Sept. 20 (UPI) -- On this date in history:
In 1946, the first Cannes Film Festival opened on the French Riviera. An earlier attempt (in 1939) to begin the international movie showcase was halted by the outbreak of World War II.
In 1966, Britain's Queen Elizabeth II launched the Cunard liner bearing her name, often shortened to QE-2. It eventually became the only ocean liner on the once-thriving trans-Atlantic route.
In 1984, Muslim militants bombed the U.S. Embassy annex in Beirut, Lebanon, killing 23 people. It was the third terrorist attack on U.S. installations in the city in 17 months.
In 2000, the six-year Whitewater investigation of U.S. President Bill Clinton and first lady Hillary Clinton ended without any indictments being issued. Independent Counsel Robert Ray said there was insufficient evidence to establish criminal wrongdoing.
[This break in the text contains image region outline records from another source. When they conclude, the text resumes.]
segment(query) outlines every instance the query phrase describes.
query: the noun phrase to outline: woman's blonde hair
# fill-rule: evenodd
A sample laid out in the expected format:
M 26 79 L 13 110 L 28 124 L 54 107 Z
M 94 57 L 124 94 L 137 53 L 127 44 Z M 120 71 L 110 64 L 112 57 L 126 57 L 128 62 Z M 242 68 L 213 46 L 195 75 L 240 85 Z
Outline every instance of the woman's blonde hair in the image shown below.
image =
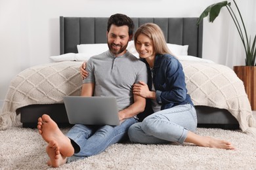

In 2011, the "don't ask, don't tell" ban on openly gay U.S. service members was officially repealed at 1 minute past midnight, ending a policy under which about 14,000 men and women were discharged. The controversial 1993 law had allowed gays to serve only if they kept their sexual orientation private.
In 2012, a Cleveland jury found 16 Amish men and women guilty of hate crimes for cutting their Amish rivals' beards and head hair.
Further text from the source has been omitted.